There is wood in those Doritos.

Amid rollicking volatility in natural gas markets several years ago and against the background of burgeoning corporate concern about its environmental footprint, food and drink giant PepsiCo, owner of Frito-Lay, began reviewing its options for alternative fuels that could help it achieve several goals at once.

In addition to reducing its reliance on fuel delivered from established fossil sources and at risk of interruption, the company had crafted an ambitious target to reduce its overall use of water, natural gas and electricity.

It tries to do this while also keeping down transmission and transportation costs.
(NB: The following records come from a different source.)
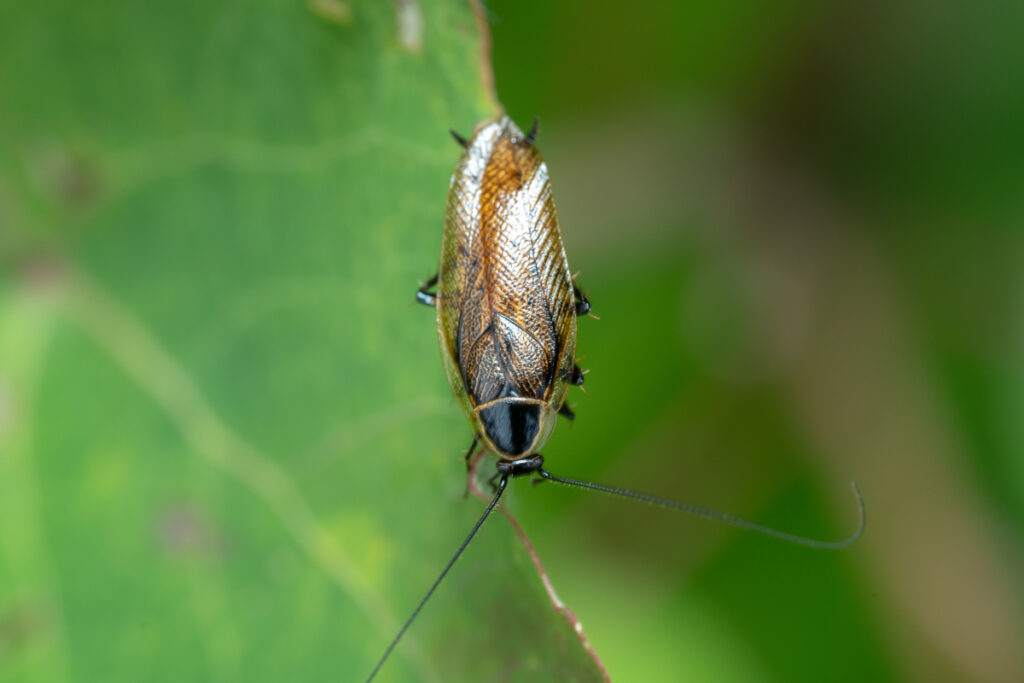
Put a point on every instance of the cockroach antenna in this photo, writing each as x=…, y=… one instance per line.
x=720, y=516
x=404, y=627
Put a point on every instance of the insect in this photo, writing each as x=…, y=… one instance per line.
x=507, y=310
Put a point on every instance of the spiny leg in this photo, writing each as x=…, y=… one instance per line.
x=583, y=303
x=425, y=297
x=469, y=463
x=578, y=376
x=531, y=135
x=459, y=138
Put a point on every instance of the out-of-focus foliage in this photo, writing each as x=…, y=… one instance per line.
x=227, y=451
x=801, y=224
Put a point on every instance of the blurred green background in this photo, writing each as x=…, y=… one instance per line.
x=227, y=451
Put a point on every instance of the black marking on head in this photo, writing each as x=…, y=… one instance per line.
x=512, y=427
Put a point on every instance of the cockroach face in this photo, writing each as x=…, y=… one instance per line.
x=515, y=427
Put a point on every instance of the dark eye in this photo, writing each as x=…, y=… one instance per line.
x=511, y=426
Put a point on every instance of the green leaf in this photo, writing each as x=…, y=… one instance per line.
x=227, y=450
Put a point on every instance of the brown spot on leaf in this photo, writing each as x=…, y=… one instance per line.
x=185, y=531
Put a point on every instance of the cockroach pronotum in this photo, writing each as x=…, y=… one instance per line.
x=507, y=309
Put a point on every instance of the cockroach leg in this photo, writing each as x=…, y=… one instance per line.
x=531, y=135
x=583, y=303
x=425, y=297
x=469, y=463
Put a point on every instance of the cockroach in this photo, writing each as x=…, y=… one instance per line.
x=507, y=309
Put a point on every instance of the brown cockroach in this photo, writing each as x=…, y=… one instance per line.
x=507, y=309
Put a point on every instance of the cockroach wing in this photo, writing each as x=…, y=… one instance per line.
x=505, y=312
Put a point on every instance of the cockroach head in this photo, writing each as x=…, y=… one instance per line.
x=515, y=427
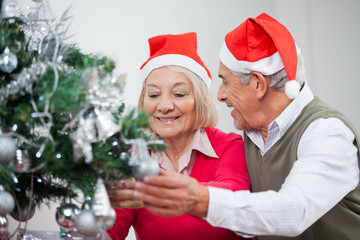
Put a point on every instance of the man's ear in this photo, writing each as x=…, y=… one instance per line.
x=260, y=84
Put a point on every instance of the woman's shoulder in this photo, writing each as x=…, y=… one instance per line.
x=216, y=135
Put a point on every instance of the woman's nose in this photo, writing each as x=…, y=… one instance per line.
x=165, y=105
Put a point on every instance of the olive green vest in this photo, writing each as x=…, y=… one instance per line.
x=268, y=172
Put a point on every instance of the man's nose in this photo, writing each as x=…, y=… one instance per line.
x=221, y=96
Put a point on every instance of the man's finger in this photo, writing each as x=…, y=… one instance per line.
x=127, y=204
x=124, y=193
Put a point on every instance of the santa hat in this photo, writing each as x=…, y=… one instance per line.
x=180, y=50
x=264, y=45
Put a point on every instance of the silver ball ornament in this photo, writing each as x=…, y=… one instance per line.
x=7, y=203
x=7, y=149
x=87, y=224
x=109, y=220
x=8, y=61
x=65, y=216
x=144, y=168
x=4, y=232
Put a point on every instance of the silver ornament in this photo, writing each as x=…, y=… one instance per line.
x=4, y=232
x=22, y=161
x=101, y=205
x=7, y=149
x=87, y=224
x=23, y=214
x=141, y=163
x=7, y=202
x=10, y=10
x=8, y=61
x=109, y=220
x=65, y=215
x=105, y=125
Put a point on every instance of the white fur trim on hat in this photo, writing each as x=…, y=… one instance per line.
x=265, y=66
x=292, y=89
x=175, y=59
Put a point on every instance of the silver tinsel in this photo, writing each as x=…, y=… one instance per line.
x=87, y=224
x=66, y=214
x=24, y=80
x=96, y=122
x=23, y=214
x=10, y=10
x=22, y=161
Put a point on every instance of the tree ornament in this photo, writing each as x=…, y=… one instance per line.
x=109, y=220
x=105, y=124
x=7, y=202
x=7, y=149
x=22, y=161
x=23, y=214
x=4, y=232
x=101, y=205
x=10, y=10
x=87, y=224
x=141, y=163
x=8, y=61
x=65, y=215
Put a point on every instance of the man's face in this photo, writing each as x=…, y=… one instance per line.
x=237, y=96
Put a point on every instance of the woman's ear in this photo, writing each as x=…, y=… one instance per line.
x=260, y=84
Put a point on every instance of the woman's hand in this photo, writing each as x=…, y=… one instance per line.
x=172, y=194
x=122, y=196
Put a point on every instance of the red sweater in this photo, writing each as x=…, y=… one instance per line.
x=228, y=171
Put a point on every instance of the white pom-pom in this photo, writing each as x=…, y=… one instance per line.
x=292, y=89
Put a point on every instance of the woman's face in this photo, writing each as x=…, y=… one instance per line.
x=169, y=98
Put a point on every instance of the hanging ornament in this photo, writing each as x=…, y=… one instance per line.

PepsiCo draws a roughly 50-75 mile perimeter around a facility and then seeks to find the most suitable renewably sourced material.

Agriculture and food processing come with inherently substantial environmental footprints, but PepsiCo became increasingly aware of the potential cost savings as well as environmental benefits of a broad energy efficiency and use reduction program a little more than a decade ago, Frito-Lay senior director of environmental sustainability Al Halvorsen recently told Breaking Energy.
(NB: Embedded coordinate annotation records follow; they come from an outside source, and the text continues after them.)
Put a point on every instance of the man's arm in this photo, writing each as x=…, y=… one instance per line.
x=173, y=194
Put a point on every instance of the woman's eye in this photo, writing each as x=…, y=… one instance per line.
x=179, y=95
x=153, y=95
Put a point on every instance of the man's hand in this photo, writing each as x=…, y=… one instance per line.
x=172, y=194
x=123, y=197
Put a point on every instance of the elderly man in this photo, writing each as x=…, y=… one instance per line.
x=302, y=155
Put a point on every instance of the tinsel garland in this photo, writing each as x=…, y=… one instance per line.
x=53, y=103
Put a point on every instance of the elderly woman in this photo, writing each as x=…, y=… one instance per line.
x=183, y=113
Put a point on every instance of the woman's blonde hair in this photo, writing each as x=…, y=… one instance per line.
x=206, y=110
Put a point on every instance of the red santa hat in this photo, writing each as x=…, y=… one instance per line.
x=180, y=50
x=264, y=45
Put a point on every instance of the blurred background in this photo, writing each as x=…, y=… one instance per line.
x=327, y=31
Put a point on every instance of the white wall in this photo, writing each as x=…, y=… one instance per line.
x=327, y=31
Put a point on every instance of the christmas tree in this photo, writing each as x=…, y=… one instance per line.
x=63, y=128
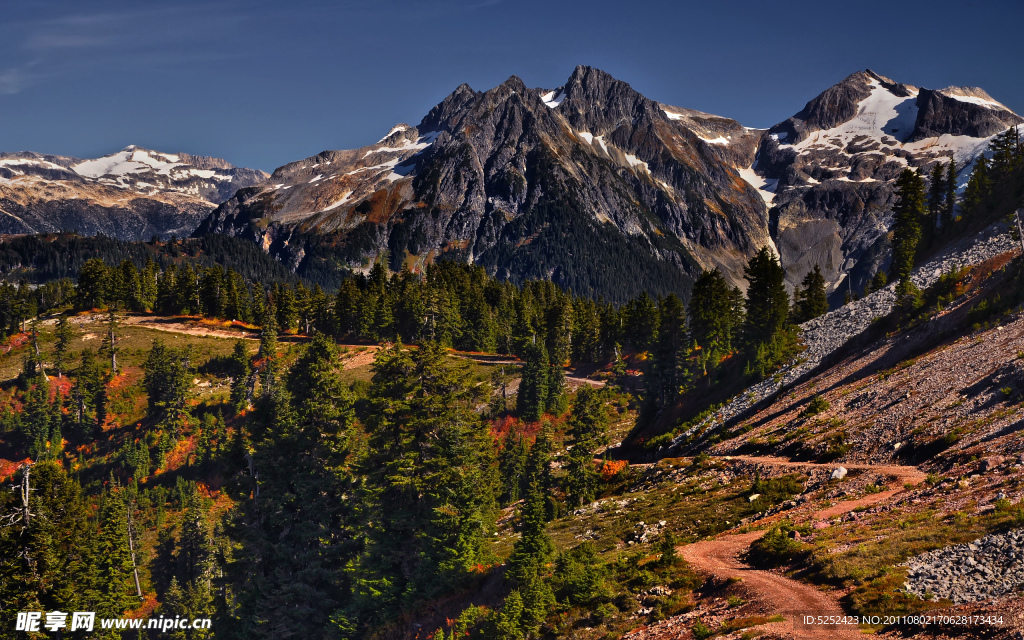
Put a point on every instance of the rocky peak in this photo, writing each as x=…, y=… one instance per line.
x=594, y=100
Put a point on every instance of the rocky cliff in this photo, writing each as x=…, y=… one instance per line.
x=132, y=195
x=833, y=165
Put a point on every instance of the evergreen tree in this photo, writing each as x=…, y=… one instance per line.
x=766, y=328
x=64, y=334
x=45, y=543
x=668, y=375
x=936, y=193
x=811, y=299
x=906, y=227
x=92, y=282
x=242, y=372
x=88, y=396
x=430, y=494
x=714, y=322
x=512, y=465
x=949, y=202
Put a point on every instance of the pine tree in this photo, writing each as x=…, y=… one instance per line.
x=92, y=284
x=64, y=334
x=242, y=371
x=588, y=430
x=811, y=299
x=979, y=187
x=668, y=374
x=510, y=619
x=766, y=327
x=936, y=193
x=907, y=214
x=714, y=321
x=45, y=542
x=511, y=465
x=88, y=396
x=949, y=202
x=534, y=385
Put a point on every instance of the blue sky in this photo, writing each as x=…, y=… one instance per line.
x=263, y=83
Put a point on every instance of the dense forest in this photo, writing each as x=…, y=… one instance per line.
x=299, y=502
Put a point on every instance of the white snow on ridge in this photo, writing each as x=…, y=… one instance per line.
x=881, y=114
x=421, y=143
x=133, y=161
x=637, y=163
x=765, y=187
x=6, y=162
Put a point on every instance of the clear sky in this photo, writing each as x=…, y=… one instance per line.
x=264, y=83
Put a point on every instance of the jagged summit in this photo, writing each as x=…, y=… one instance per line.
x=526, y=180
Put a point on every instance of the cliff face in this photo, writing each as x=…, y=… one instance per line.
x=591, y=184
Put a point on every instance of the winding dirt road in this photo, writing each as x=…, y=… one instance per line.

The company’s energy department has a number of projects in place to meet its energy program goals, including biomass, solar and landfill gas energy projects, though low natural gas prices in the past couple of years have sparked a review of the price advantages of widening use of renewable fuels, Halvorsen said. The price of natural gas has become a determinant for a number of energy projects, but in the right market the advantages of renewable fuel can outweigh the current price questions, Halvorsen said.

Frito-Lay’s Topeka Kansas plant burns municipal wood waste to fuel its fryers, taking wood and pallet remains that otherwise might have been landfilled to replace natural gas in its 60,000 lb/hour steam boilers.

Knock On Wood

The company partnered with a third party supplier to guarantee its access to wood supply, one of the major concerns for buyers of biomass fuel. The firm has had occasional weather-related transport interruptions, but none that have strained its roughly three days’ worth of onsite storage.

Because the company strives to find “locally-grown” sources of renewable energy, the Topeka plant came to use urban waste wood rather than the agricultural waste that might be more appropriate for a rural setting, Halvorsen said.

Original plans called for a fast rollout of a similar projects to between five and seven other facilities, but lower natural gas pricing in the past couple of years have changed the timing on those projects, Halvorsen said. The company is on track to meet its ambitious original 1999 goals of reducing its use of natural gas by 30%, and has until 2015 to meet its next round of natural gas reduction goals established using a 2006 baseline.

Biomass use in distributed generation and for combined heat and power use has been increasingly popular in the US in recent years, but concerns about how the Environmental Protection Agency will treat emissions from biomass projects has limited more widespread adoption of the fuel for electricity generation on a large scale. The fuel’s use is currently undergoing a lengthy scientific review by EPA to determine whether it will be forced to meet stricter emission standards.